Dance is the focus of the two girls central to this story: our unnamed narrator and her childhood best friend Tracey meet at a class in the church adjoining their estates. While one follows her talent to the stage, in the other, the lack of dance feels like a constant pressure waiting to burst out.
Our narrator ends up in a different part of the entertainment world. As a personal assistant to a Madonna-like character, she tends to her needs as she travels the world, and follows through on her charitable plans to set up a girls’ school in a West African village.
It’s an odd mix of subjects. That skip Zadie does - from childhood besties learning about and testing out loyalty, to the glib demands of a celebrity, to an intriguing and fresh depiction of Muslim life in an African village - it sounds weird when you describe it, but it seems so natural when you’re reading.
Perhaps because the central subject doesn’t change. And it’s not dance, it’s simply women.
Mothers, daughters, childless, trapped, free, vindictive, powerful, empowered, weak, naive, loyal, friends, frenemies, employers, politicians and subjects.
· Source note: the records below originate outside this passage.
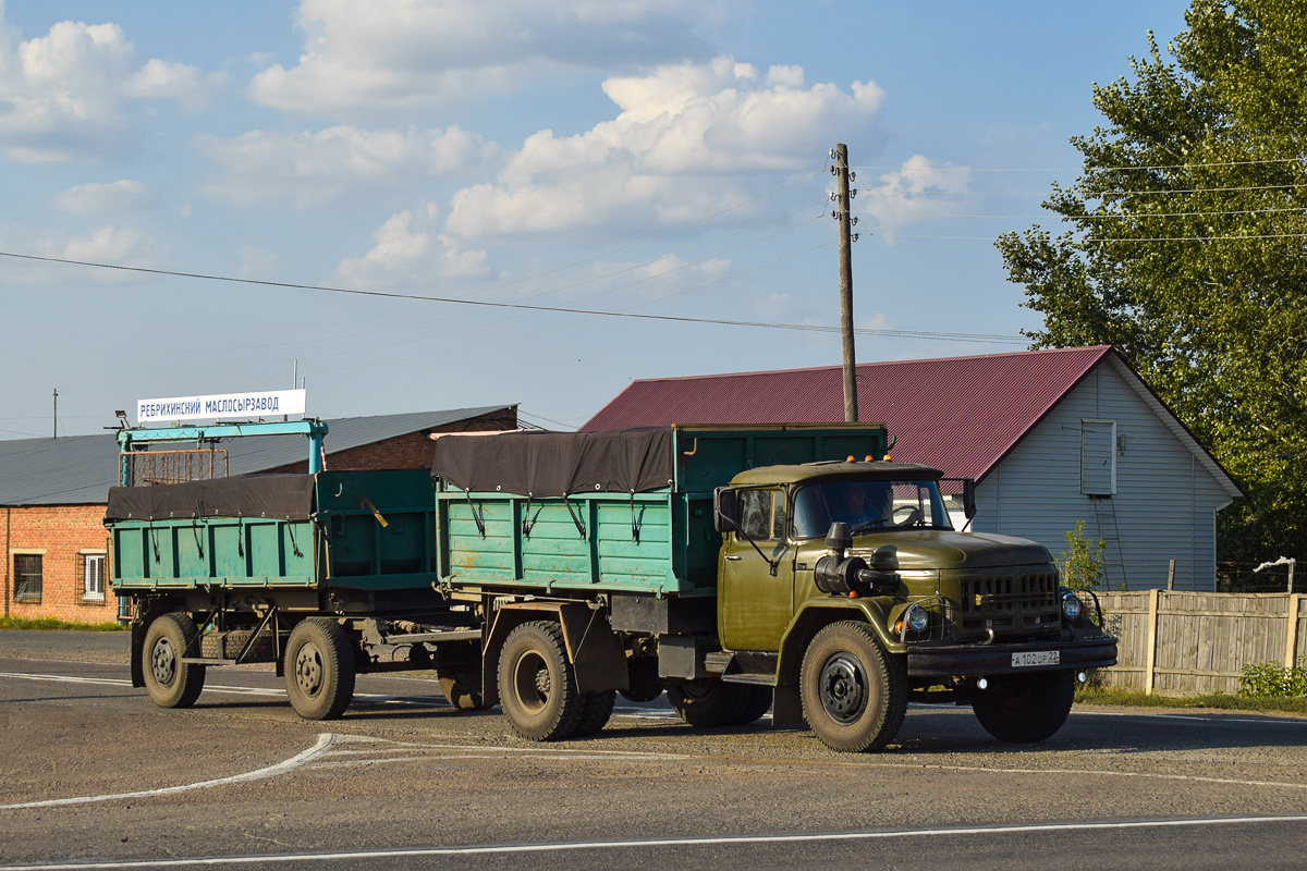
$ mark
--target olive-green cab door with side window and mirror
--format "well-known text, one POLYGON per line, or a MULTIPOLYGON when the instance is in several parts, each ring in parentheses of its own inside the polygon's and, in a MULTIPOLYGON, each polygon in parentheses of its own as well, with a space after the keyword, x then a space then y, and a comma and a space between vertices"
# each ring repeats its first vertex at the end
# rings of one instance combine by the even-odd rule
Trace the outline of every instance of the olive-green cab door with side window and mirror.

Every shade of female experience under the sun. And every shade of skin.
Unsurprisingly, given Zadie Smith’s previous work, it’s about women, and also about race. Skin colour matters, if only because it matters to our narrator - the key relationship of her life is based entirely on matching skin tones, and her emotional crises are magnified through the lens of race. Africa, culture, cultural appropriation, history, the point where sex intercepts with race, the point where skin colour means a talented dancer is most likely to show up on stage in Showboat. All these are covered.
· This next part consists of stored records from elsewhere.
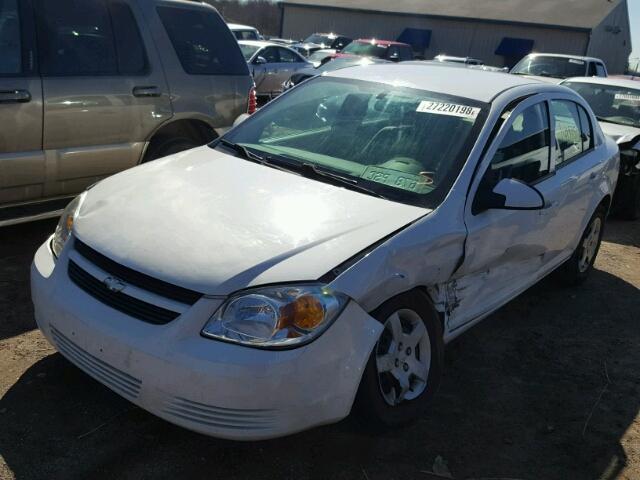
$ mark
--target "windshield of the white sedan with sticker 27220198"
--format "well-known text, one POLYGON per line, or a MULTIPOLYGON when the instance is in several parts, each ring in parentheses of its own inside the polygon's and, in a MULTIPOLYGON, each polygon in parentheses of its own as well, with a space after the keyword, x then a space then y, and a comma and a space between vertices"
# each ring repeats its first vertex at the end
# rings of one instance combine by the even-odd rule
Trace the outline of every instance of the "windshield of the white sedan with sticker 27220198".
POLYGON ((433 208, 466 161, 486 108, 423 90, 316 77, 223 139, 263 158, 322 168, 360 189, 433 208))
It’s not surprising then, given the two central subjects, that this is a subtle and complex work. But the delight of it wasn’t in the heaviness of the subjects Zadie dances over, but the lightness with which it’s done. The frivolous but vivid details of growing up in the 80s - the Thriller video and Back to the Future on VHS - spark a comfortable nostalgia. For me too, the details of both North West London and the music industry are delightfully familiar, as are, for everyone I’m sure, the aims and lives of the charitable celebrity and the emotionally fraught path of school-time friendships.
Strangely, by the end, I felt I knew too what it would be like to stumble around after dark in an African village, the lights failed by the shonky generator, but mobile phone screens casting a blue glow. Basic huts adorned by carefully rendered paintings of the Manchester United logo.
The skill, to me, in Zadie’s misdirecting steps is to make the alien feel as comforting and familiar as the places - physical and emotional - that you already hold dear, and to do so while you’re completely swept up in her dance.
The overall story meanders and many of the auxiliary characters (Granger, Lamin, mom......) are only sketched, though they are not stereotypes.
Definitely recommended and I'll probably read it again in a couple of years.
Not quite 'White Teeth' or 'On Beauty' quality but then not much is.